I cut off the left side and changed the edging. Now I have this:







Next part of the project is to make the cutout for the sink and plumbing, then french the doors. Hopefully next weekend.

So far, so good. I'm very happy with the results so far.


----------



## jw2170 (Jan 24, 2008)

MrsOkee said:


> Things went just awesome today. I ended up doing a bit of a tear down and ended up with this as the base frame:
> View attachment 39440
> 
> I cut off the left side and changed the edging. Now I have this:
> ...


_I'm very happy with the results so far_

That is always a good result for a days fun.


----------



## CanuckGal (Nov 26, 2008)

That's a great project. Looks like you are well on your way!


----------



## xplorx4 (Dec 1, 2008)

Well done, keep up the good work.


----------



## MrsOkee (Nov 16, 2010)

*Project Update*

OK, so FINALLY I got the "vanity" installed. However, I still have to put the doors back on. I am going to start another thread about that, but for anyone that's interested here is how the installed version looks so far. I'm quite pleased. It's a HUGE improvement over what we had before.


----------



## bobj3 (Jan 17, 2006)

Hi


That did turn out well . nice job.. 

===




MrsOkee said:


> OK, so FINALLY I got the "vanity" installed. However, I still have to put the doors back on. I am going to start another thread about that, but for anyone that's interested here is how the installed version looks so far. I'm quite pleased. It's a HUGE improvement over what we had before.


----------



## CanuckGal (Nov 26, 2008)

That's fabulous! Well done!


----------



## Dr.Zook (Sep 10, 2004)

Excellent work Mrs.O.


----------



## MrsOkee (Nov 16, 2010)

* thanks*

Thanks all for the compliments. After a week I am still impressed every time I walk in the bathroom. Too cool.

Now for the doors. Does anyone have any ideas to help? Please see my thread here: making-french-doors


----------



## bobj3 (Jan 17, 2006)

Hi

I have been running that one in my head for a day, it's not going to be a easy fix 
I would make a new door frames and use the door wood you have for that..you have the face frame to hand the doors in place with the pocket hole hinges..

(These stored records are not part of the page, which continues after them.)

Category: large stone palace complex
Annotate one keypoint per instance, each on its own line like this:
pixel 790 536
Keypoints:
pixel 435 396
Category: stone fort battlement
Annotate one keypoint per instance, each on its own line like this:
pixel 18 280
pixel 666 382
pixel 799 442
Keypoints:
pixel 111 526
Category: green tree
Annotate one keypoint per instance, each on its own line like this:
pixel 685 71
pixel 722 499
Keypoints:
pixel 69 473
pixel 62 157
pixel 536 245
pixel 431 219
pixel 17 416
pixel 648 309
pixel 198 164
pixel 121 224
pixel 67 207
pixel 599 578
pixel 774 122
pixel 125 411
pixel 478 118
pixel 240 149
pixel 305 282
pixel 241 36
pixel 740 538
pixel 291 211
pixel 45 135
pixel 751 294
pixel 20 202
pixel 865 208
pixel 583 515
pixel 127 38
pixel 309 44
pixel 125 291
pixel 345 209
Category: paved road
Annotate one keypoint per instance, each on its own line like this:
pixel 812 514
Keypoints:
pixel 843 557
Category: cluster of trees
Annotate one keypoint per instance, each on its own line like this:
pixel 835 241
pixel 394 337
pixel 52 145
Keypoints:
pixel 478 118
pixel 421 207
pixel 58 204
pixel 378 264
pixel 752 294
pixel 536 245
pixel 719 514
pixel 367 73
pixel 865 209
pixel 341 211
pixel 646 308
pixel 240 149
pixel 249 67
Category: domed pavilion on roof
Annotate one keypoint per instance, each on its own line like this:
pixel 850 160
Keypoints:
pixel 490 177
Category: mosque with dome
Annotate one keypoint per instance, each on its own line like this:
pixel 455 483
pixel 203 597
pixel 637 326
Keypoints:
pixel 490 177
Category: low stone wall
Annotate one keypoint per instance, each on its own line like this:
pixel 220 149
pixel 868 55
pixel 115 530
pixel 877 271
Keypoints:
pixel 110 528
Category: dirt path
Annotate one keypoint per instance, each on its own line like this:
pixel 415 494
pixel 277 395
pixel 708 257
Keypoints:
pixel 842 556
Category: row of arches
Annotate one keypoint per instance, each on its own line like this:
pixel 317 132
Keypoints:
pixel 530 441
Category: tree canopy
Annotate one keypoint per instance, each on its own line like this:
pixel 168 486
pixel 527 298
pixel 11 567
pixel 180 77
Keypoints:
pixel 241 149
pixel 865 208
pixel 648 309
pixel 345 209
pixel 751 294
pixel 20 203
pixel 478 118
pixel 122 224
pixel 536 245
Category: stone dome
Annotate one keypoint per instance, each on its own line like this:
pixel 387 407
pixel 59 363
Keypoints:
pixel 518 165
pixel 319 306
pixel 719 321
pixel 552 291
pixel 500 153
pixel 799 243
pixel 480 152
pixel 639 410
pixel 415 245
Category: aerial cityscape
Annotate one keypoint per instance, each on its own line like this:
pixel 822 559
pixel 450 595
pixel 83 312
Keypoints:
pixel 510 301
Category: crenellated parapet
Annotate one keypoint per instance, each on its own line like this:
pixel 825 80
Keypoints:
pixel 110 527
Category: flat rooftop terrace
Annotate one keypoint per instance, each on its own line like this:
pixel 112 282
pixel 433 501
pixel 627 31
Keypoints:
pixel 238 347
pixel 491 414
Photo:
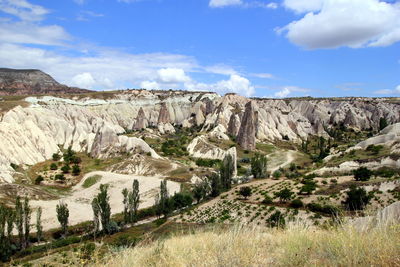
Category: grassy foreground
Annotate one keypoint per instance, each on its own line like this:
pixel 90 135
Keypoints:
pixel 295 246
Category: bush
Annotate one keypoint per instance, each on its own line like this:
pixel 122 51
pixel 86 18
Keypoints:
pixel 56 157
pixel 327 209
pixel 76 170
pixel 284 195
pixel 59 177
pixel 374 149
pixel 207 162
pixel 267 200
pixel 362 174
pixel 259 166
pixel 276 220
pixel 65 169
pixel 53 166
pixel 245 191
pixel 296 203
pixel 39 179
pixel 277 174
pixel 357 198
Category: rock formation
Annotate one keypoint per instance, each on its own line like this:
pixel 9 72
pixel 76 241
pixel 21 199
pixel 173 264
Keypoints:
pixel 163 116
pixel 247 133
pixel 234 125
pixel 141 121
pixel 29 82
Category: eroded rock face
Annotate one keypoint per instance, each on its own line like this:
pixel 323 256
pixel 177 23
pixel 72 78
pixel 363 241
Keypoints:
pixel 234 125
pixel 28 82
pixel 163 116
pixel 141 121
pixel 32 134
pixel 247 133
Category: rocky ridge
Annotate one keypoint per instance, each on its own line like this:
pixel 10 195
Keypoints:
pixel 29 82
pixel 94 125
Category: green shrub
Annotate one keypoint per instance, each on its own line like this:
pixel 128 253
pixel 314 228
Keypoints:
pixel 357 198
pixel 53 166
pixel 267 200
pixel 296 203
pixel 362 174
pixel 39 179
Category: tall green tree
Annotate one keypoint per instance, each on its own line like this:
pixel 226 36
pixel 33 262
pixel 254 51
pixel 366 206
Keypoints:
pixel 19 220
pixel 134 200
pixel 102 204
pixel 226 172
pixel 125 202
pixel 62 216
pixel 259 166
pixel 215 183
pixel 27 221
pixel 39 227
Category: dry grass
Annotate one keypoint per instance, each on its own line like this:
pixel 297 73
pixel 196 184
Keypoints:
pixel 295 246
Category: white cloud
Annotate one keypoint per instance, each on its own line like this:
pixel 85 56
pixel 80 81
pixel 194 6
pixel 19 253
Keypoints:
pixel 84 80
pixel 172 75
pixel 301 6
pixel 336 23
pixel 235 84
pixel 263 75
pixel 28 33
pixel 287 90
pixel 388 91
pixel 23 10
pixel 272 5
pixel 109 69
pixel 80 2
pixel 283 93
pixel 150 85
pixel 224 3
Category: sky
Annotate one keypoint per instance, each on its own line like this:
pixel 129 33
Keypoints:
pixel 259 48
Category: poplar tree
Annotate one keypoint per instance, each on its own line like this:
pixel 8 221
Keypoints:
pixel 62 216
pixel 39 227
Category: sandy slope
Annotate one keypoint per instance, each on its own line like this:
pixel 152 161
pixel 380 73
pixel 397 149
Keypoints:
pixel 79 201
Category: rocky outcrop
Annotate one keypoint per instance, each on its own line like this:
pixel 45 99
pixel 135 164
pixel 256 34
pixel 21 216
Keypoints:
pixel 163 116
pixel 141 121
pixel 234 125
pixel 246 137
pixel 30 82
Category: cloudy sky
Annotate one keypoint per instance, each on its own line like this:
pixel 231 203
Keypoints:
pixel 262 48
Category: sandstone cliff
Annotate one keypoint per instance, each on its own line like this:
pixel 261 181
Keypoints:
pixel 93 125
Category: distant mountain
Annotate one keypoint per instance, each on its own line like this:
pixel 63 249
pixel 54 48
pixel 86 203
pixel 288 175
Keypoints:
pixel 32 82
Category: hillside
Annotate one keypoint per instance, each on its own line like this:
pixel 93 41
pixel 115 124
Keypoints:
pixel 31 82
pixel 226 160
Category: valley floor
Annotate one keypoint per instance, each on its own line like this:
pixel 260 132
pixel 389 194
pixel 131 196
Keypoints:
pixel 295 246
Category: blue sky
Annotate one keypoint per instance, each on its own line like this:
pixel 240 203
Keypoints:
pixel 251 47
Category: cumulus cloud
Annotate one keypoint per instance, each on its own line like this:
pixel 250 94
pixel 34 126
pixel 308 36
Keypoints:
pixel 224 3
pixel 388 91
pixel 263 75
pixel 23 10
pixel 150 85
pixel 84 80
pixel 337 23
pixel 287 90
pixel 302 6
pixel 172 75
pixel 109 69
pixel 27 33
pixel 235 84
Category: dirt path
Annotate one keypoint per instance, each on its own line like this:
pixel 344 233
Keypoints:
pixel 79 201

But I said how about using a door spring to hold the curtains up , the look of the old farm house to go with the pine cabinet and walls..

====== 



MrsOkee said:


> Thanks all for the compliments. After a week I am still impressed every time I walk in the bathroom. Too cool.
> 
> Now for the doors. Does anyone have any ideas to help? Please see my thread here: making-french-doors


----------



## MrsOkee (Nov 16, 2010)

Thanks, Bob. Please see the other thread for my reponse to the door thing.


----------